Claro que nada es tan simple de explicar ni entender en un escenario como el de Medio Oriente y menos aún en Siria, mosaico milenario multicultural y multirreligioso, donde el desafío inmediato será establecer una convivencia pacífica entre grupos muy disímiles y a menudo rivales a los que unió una causa que acaba de alcanzarse: “destronar” a Al Asad. A esas diferencias internas que no tardarán en emanar de la nueva coalición oficialista deben sumarse los movimientos de otras piezas claves de este rompecabezas: Turquía, Rusia, Irán, Israel y, menos visible pero siempre clave en sus injerencias, Estados Unidos.

Hayat Tahrir al Sham (HTS) lleva por nombre y sigla el grupo que, luego de tomar el control de distintas ciudades, entró esta semana triunfal en la capital del país. Una escisión o una coalición heredera de la antigua rama de la red Al Qaeda en Siria, lo que de por sí habría encendido muchas más alarmas que las actuales apenas un puñado de años atrás.

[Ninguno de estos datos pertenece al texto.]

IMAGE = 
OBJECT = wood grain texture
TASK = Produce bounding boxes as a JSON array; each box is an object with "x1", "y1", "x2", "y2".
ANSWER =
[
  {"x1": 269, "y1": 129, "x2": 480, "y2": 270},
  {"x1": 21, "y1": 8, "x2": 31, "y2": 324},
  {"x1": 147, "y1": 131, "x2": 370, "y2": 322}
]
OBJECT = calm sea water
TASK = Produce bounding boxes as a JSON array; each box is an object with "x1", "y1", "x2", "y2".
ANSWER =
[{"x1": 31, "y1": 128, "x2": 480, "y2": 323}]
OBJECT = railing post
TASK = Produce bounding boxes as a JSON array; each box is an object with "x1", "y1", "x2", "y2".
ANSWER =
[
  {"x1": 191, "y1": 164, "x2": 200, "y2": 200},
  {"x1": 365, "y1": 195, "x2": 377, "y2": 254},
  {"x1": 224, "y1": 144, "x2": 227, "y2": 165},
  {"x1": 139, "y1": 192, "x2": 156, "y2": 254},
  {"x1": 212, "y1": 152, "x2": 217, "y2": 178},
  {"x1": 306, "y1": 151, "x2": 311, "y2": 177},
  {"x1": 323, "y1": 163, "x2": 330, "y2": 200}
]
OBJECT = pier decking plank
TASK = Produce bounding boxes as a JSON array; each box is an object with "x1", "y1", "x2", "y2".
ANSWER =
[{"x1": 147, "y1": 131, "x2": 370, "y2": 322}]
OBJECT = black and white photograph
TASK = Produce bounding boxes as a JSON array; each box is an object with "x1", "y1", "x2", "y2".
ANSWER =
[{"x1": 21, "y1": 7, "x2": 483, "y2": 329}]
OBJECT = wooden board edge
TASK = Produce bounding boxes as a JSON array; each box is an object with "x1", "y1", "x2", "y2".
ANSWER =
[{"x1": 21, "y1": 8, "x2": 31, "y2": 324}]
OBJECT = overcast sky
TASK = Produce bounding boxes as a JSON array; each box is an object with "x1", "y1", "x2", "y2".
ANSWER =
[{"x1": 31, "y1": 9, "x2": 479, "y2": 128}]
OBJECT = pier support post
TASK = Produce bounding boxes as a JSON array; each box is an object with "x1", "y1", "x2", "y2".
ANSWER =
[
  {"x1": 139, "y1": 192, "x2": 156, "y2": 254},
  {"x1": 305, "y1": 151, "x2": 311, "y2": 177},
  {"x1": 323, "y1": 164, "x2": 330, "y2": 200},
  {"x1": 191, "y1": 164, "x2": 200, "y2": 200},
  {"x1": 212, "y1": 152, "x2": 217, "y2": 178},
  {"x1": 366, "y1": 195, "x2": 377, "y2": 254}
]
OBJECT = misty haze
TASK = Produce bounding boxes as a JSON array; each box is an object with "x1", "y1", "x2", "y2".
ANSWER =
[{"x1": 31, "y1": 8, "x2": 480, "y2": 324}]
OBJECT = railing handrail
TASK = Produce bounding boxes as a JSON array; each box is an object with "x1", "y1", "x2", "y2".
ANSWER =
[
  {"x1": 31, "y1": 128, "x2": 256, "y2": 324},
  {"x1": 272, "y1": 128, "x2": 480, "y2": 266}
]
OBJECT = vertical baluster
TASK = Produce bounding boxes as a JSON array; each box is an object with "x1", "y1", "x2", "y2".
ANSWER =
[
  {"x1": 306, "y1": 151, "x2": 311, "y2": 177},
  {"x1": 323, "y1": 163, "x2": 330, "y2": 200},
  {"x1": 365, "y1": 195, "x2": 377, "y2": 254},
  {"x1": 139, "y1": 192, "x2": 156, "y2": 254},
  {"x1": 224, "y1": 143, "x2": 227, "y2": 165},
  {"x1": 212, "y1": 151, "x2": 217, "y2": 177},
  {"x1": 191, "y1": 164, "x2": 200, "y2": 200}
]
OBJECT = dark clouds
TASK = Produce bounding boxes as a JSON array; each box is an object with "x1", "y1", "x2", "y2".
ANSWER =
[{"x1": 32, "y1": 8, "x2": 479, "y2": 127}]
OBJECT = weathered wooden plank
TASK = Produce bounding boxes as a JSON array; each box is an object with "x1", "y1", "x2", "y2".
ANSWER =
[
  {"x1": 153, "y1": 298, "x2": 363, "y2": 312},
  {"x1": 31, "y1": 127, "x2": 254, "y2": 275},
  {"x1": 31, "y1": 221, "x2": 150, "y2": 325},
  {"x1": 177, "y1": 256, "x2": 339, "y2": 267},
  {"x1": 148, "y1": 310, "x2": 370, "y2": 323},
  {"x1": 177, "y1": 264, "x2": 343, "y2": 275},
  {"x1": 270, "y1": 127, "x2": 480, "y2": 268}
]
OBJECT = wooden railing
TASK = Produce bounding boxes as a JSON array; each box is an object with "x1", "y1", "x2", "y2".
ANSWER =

Ahmad al Shareh, un ex yihadista más conocido por el nombre de guerra de Abu Mohammed al Julani, es el máximo líder del nuevo gobierno, mientras que Mohammad al Bashir asumió como primer ministro. Ambos han hablado de respetar libertades y desde un comité político que tiene sede en Ginebra se pregona un Estado de Derecho. Sin embargo, sectores muy distantes u opuestos al fundamentalismo extremo que encarnaron en su momento el Frente Al Nusra (escisión de Al Qaeda en Irak) o el propio Isis, Estado Islámico que mudó desde la ciudad iraquí de Mosul a la siria de Raqa la capital del califato proclamado en 2014 por Abu Bakr al Bagdadi, tienen fundados motivos para desconfiar.

Juntos y revueltos

Aún hay demasiadas heridas sin cerrar y multitud de grupos armados que mantienen hostilidades y cuentas pendientes entre sí. Los kurdos-sirios, que controlan algo más del 23 por ciento del territorio del país, fueron determinantes en el combate y la derrota al Estado Islámico, que pese a todo conserva más de 10 mil milicianos armados no muy lejos de Idlib.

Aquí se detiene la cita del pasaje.